Singular decomposition: nonsingular matrices

The question asks about the special case of nonsingular matrices. The matrices have trivial null spaces. That is, $$ \color{red} {\mathcal{N} \left( \mathbf{A} \right)} = \mathbf{0}, \qquad \color{red} {\mathcal{N} \left( \mathbf{A}^{*} \right)} = \mathbf{0}. $$ The SVD simplifies to having only range space components: $$ \mathbf{A} = \color{blue}{\mathbf{U}_{\mathcal{R}}} \, \mathbf{S} \, \color{blue}{\mathbf{V}^{*}_{\mathcal{R}}} % $$ as does the pseudoinverse $$ \mathbf{A}^{+} = \color{blue}{\mathbf{V}_{\mathcal{R}}} \, \mathbf{S}^{-1} \, \color{blue}{\mathbf{U}^{*}_{\mathcal{R}}} $$

Does $\mathbf{A}^{+}=\mathbf{A}^{-1}$?

The classic inverse is defined by the properties $$ \mathbf{A}^{-1} \mathbf{A} = \mathbf{A} \mathbf{A}^{-1} = \mathbf{I}_{m} $$ The classic inverse is both a left inverse and a right inverse.

$$ \mathbf{A}^{+} \mathbf{A} = \left( \color{blue}{\mathbf{V}_{\mathcal{R}}} \, \mathbf{S}^{-1} \, \color{blue}{\mathbf{V}_{\mathcal{R}}} \right) \left( \color{blue}{\mathbf{V}_{\mathcal{R}}} \, \mathbf{S} \, \color{blue}{\mathbf{V}^{*}_{\mathcal{R}}} \right) % = \color{blue}{\mathbf{V}_{\mathcal{R}}} \, \mathbf{S}^{-1} \, \mathbf{S} \, \color{blue}{\mathbf{V}^{*}_{\mathcal{R}}} = \color{blue}{\mathbf{V}_{\mathcal{R}}} \color{blue}{\mathbf{V}^{*}_{\mathcal{R}}} = \mathbf{I}_{n} $$ A similar process establishes $$ \mathbf{A} \mathbf{A}^{+} = \mathbf{I}_{n} $$ The pseudoinverse for $\mathbf{A}\in\mathbb{C}^{m\times m}_{m}$ is identically the classic inverse.

Explain numerical differences

The SVD is very powerful and very expensive. The routines are slower, and more robust. For a well conditioned matrix the numeric differences should be of the order of machine epsilon for the precision employed.

If the matrix is poorly conditioned, the differences can be extreme and highlight the need for the SVD. Thinking of rank as a discrete number if overly simplistic.

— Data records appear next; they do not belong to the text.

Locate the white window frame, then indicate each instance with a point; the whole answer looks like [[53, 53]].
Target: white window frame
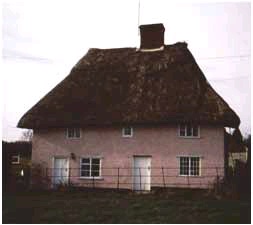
[[127, 135], [185, 136], [100, 167], [17, 157], [189, 168], [74, 137]]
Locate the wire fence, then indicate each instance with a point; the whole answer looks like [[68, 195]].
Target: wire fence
[[137, 178]]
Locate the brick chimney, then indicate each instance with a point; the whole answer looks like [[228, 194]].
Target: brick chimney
[[152, 37]]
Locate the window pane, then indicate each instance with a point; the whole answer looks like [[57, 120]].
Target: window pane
[[127, 131], [189, 130], [77, 132], [85, 167], [195, 131], [70, 132], [195, 166], [95, 173], [95, 167], [96, 161], [86, 160], [184, 165], [182, 130], [15, 159], [85, 173]]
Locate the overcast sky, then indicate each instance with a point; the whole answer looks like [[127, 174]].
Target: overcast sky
[[42, 40]]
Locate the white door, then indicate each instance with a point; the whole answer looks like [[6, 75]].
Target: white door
[[60, 171], [142, 173]]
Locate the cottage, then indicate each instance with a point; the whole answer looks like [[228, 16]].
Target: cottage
[[132, 118]]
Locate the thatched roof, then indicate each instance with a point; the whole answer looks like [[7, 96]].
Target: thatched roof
[[127, 86]]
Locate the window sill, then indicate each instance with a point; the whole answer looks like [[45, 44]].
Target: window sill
[[190, 176], [190, 137], [91, 178]]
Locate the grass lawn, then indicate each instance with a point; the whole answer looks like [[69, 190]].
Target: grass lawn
[[100, 206]]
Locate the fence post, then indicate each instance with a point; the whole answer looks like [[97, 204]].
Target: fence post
[[118, 180], [69, 175], [164, 185], [218, 179], [140, 177]]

Consider the matrix $$ \mathbf{A} = \left[ \begin{array}{cc} 1 & 1 \\ 0 & \epsilon \end{array} \right] $$ If $\epsilon\ne0$, the matrix is rank 2. Numerically, as $\epsilon\to 0$, the matrix condition number will erode, and the quality of the inverse will erode also.

Solution 2:

The pseudoinverse should indeed equal the inverse for invertible matrices.

According to the documentation, Matlab's inv is based on LU or LDL decomposition, wile pinv is based on singular value decomposition. Different algorithms are used even if the matrix is invertible, so rounding error accumulates differently. You should never expect exact equality when dealing with floating-point arithmetic.

If the difference is large, file a bug report.